Fermat Quotes
The ancient Greeks knew the laws that govern the propagation of light in a uniform medium and upon its reflection. However, the law governing the refraction of light as it passes from one transparent medium to another was unknown until the last century. Snell discovered it, Descartes tried to explain it and Fermat criticized his explanation. Since then, many great geometers have researched the problem, although no one has yet found a way of harmonizing the law of refraction with more fundamental laws that Nature must obey.
Pierre Louis Maupertuis
Having discovered the true principle, I then derived all the laws that govern the motion of light, those concerning its direct propagation, its reflection and its refraction. I reserve for particular members of our Assembly the geometrical demonstration of my theory.
I know the distaste that many mathematicians have for final causes applied to physics, a distaste that I share up to some point. I admit, it is risky to introduce such elements; their use is dangerous, as shown by the errors made by Fermat and Leibniz in following them. Nevertheless, it is perhaps not the principle that is dangerous, but rather the hastiness in taking as a basic principle that which is merely a consequence of a basic principle.
Pierre Louis Maupertuis
Pascal is called the founder of modern probability theory. He earns this title not only for the familiar correspondence with Fermat on games of chance, but also for his conception of decision theory, and because he was an instrument in the demolition of probabilism, a doctrine which would have precluded rational probability theory.
Ian Hacking
Fermat died with the belief that he had found a long-sought-for law of prime numbers in the formula 2^{2^n} + 1 = a prime, but he admitted that he was unable to prove it rigorously.
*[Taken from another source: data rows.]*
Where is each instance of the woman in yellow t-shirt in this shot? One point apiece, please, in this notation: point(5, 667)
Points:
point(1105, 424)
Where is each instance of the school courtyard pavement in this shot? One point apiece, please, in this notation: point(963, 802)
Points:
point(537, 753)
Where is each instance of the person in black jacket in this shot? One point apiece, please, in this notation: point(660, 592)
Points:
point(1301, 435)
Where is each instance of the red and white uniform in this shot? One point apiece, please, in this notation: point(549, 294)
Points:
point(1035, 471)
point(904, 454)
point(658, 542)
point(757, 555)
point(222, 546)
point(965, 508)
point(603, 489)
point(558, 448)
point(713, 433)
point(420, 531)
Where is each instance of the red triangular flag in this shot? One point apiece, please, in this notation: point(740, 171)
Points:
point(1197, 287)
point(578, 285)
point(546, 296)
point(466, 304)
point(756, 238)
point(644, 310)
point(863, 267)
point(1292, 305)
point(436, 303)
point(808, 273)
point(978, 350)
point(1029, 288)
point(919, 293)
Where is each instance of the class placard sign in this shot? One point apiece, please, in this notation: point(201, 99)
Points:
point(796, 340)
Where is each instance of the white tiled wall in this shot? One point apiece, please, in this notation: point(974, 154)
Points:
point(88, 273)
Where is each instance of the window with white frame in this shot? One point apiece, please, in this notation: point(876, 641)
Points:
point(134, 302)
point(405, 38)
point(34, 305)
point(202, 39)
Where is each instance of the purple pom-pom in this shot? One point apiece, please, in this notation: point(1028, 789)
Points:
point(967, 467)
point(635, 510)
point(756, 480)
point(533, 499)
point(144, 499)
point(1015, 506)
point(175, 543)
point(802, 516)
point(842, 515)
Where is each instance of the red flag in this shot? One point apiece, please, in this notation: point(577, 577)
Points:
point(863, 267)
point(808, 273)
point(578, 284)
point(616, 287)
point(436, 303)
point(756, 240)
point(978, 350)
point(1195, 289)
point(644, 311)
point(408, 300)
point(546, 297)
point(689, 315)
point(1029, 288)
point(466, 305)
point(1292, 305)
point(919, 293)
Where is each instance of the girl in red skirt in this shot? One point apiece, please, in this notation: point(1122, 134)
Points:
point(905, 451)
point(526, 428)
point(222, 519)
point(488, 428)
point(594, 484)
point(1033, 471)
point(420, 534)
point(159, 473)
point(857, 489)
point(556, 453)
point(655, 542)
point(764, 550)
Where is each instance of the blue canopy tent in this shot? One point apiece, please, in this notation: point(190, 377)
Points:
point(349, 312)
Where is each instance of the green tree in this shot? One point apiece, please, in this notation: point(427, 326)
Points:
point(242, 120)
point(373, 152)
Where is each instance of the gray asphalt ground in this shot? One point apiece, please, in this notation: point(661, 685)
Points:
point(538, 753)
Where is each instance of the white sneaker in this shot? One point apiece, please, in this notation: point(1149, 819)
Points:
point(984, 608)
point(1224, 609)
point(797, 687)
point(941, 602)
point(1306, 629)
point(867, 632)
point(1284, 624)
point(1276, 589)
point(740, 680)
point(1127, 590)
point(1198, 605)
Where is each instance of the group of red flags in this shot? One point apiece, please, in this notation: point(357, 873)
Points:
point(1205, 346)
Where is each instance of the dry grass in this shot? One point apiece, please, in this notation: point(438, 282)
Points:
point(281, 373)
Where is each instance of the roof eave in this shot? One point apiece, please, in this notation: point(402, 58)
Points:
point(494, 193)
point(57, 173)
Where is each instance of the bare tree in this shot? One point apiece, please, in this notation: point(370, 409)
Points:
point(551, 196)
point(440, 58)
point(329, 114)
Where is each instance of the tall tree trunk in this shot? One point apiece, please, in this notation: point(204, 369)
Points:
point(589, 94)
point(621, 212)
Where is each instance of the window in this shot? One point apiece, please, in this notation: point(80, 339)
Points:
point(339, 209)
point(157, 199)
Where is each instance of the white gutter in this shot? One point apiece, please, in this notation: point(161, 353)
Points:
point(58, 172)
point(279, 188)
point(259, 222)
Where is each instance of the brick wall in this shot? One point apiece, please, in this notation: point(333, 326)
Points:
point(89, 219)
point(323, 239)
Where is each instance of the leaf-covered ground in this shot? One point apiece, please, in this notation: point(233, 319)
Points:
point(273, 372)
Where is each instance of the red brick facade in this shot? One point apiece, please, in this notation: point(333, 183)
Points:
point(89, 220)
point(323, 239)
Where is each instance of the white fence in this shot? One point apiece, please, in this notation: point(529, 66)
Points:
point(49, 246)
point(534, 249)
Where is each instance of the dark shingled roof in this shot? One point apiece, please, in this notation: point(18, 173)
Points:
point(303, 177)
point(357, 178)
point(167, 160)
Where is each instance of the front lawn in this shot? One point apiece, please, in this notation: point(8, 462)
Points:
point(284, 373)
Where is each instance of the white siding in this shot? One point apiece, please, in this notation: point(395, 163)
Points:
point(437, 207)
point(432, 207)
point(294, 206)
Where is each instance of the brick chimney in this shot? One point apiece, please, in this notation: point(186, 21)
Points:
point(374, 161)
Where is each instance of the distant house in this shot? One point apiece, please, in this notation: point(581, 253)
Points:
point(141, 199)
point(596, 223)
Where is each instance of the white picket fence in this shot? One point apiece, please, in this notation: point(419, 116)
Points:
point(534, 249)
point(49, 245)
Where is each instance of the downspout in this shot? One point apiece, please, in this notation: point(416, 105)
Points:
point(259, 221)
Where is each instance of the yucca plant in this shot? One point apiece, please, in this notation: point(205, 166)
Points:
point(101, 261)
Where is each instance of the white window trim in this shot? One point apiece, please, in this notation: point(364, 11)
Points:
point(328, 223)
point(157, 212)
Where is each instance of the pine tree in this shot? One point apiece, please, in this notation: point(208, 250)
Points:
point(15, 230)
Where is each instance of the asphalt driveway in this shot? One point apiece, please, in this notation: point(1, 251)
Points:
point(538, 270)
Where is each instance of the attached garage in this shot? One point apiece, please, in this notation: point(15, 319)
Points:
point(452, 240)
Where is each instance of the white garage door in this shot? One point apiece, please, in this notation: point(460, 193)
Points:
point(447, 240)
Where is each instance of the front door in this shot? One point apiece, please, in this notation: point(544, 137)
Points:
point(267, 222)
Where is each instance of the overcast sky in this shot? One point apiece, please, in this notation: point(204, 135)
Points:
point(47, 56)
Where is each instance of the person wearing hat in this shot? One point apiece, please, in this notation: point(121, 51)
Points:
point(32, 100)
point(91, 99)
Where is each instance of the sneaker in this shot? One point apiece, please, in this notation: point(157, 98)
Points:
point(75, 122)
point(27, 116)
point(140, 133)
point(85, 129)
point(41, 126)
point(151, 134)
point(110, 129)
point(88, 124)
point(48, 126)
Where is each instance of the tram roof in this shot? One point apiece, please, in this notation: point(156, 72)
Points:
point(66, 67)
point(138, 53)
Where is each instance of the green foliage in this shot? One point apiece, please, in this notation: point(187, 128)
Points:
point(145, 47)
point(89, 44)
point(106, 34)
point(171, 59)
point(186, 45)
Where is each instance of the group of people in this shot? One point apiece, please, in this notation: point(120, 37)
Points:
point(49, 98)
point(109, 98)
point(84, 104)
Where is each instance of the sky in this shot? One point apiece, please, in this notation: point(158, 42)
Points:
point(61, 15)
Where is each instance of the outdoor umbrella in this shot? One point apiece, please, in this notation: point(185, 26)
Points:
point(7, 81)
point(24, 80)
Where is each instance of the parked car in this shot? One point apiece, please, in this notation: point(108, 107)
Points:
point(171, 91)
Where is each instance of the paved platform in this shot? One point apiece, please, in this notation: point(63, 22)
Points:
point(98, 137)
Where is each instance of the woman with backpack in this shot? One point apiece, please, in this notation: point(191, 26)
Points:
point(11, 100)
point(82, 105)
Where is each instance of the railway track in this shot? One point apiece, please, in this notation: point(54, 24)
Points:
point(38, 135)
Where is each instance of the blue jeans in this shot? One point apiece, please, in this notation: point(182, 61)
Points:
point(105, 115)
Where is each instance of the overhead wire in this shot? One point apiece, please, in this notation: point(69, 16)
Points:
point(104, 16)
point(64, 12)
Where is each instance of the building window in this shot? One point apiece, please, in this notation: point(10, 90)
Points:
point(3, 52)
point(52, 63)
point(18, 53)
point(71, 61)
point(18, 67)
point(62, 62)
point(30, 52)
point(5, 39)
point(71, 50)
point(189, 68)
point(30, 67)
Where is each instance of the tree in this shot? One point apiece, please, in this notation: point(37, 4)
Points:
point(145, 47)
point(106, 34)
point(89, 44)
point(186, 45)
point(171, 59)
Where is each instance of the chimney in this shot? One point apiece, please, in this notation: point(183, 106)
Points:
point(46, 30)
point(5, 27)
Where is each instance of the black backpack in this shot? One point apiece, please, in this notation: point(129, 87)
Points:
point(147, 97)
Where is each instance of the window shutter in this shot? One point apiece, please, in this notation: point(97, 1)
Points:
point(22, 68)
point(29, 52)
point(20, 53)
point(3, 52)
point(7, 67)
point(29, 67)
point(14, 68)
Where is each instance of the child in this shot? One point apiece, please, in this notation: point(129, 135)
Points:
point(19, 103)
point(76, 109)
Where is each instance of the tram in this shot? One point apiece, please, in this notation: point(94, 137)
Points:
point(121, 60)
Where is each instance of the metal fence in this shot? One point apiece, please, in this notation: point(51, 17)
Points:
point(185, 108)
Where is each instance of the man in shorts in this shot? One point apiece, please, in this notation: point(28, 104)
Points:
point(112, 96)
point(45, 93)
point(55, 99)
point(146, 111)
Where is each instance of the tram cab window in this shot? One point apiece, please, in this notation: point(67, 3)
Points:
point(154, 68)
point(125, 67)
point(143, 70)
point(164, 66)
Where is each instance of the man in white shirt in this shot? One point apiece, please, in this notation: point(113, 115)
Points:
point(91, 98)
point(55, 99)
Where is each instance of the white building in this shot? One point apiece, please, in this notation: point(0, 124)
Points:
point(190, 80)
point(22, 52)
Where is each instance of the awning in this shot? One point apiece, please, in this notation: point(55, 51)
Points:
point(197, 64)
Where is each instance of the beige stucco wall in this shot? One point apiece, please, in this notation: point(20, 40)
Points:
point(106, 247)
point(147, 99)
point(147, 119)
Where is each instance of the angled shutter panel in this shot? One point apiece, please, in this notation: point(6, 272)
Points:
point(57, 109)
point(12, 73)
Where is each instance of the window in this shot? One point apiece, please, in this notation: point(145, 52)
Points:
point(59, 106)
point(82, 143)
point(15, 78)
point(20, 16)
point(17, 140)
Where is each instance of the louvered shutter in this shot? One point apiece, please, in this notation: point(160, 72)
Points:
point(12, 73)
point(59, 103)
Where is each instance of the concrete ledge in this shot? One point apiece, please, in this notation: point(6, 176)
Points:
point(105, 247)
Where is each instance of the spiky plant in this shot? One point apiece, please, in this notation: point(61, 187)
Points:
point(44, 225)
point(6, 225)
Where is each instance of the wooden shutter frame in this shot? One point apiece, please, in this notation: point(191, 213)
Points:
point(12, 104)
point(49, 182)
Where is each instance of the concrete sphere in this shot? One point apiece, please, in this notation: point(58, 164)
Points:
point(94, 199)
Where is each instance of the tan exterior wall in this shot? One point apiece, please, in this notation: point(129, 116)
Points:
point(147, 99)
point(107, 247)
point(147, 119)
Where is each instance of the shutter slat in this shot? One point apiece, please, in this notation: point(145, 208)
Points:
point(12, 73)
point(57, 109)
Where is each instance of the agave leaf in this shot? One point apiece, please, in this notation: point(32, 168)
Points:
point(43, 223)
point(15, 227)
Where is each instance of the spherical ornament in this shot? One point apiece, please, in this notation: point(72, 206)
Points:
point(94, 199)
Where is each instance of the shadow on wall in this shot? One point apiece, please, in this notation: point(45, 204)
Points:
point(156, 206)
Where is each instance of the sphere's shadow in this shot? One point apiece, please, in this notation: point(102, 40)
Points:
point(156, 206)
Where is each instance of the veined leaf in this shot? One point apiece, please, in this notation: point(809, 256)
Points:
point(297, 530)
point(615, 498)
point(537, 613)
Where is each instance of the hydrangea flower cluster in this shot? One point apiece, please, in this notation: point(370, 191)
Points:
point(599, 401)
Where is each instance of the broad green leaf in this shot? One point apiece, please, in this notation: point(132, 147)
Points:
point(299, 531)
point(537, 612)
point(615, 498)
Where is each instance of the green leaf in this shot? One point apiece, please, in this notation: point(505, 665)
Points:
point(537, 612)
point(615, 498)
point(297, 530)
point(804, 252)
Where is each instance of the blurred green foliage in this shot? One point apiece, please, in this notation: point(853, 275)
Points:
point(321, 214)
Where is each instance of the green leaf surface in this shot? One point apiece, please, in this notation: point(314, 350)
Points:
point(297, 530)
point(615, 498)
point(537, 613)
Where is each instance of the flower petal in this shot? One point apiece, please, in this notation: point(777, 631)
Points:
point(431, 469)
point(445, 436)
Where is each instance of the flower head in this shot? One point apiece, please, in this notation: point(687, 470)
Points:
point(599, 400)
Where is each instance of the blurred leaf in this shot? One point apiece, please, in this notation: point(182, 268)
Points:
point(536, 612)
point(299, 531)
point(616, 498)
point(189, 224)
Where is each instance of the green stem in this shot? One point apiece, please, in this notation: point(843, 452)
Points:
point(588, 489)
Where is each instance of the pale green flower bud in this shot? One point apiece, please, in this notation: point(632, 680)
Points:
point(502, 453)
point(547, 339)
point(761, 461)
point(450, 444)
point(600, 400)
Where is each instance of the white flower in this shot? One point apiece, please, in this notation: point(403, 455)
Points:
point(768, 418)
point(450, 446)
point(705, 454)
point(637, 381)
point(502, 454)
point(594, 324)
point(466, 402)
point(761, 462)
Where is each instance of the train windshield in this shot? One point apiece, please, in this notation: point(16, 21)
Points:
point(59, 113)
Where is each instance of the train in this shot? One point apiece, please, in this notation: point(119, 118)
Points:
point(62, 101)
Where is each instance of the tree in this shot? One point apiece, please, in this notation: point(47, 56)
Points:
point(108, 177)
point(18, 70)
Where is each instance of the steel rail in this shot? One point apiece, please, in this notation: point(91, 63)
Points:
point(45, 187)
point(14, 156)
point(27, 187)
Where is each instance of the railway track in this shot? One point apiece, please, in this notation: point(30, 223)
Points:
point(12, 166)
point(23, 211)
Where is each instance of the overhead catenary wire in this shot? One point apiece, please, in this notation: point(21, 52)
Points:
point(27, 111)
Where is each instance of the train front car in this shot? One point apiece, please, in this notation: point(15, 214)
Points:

The law is not true, as was pointed out by Euler in the example 2^{2^5} + 1 = 4,294,967,297 = 6,700,417 times 641. The American lightning calculator Zerah Colburn, when a boy, readily found the factors but was unable to explain the method by which he made his marvellous mental computation.
Florian Cajori
It is significant that we owe the first explicit formulation of the principle of recurrence to the genius of Blaise Pascal... Pascal stated the principle in a tract called The Arithmetic Triangle which appeared in 1654. Yet... the gist of the tract was contained in the correspondence between Pascal and Fermat regarding a problem in gambling, the same correspondence which is now regarded as the nucleus from which developed the theory of probabilities.
It surely is a fitting subject for mystic contemplation that the principle of reasoning by recurrence, which is so basic in pure mathematics, and the theory of probabilities, which is the basis of all deductive sciences, were both conceived while devising a scheme for the division of stakes in an unfinished match of two gamblers.
Blaise Pascal
The great invention... Descartes gave to the world, the analytical diagram, ...gives at a glance a graphical picture of the law governing a phenomenon, or of the correlation which exists between dependent events, or of the changes which a situation undergoes in the course of time. ...the invention of Descartes not only created the important discipline of analytic geometry, but it gave Newton, Leibnitz, Euler, and the Bernoullis that weapon for the lack of which Archimedes and later Fermat had to leave inarticulate their profound and far-reaching thoughts.
René Descartes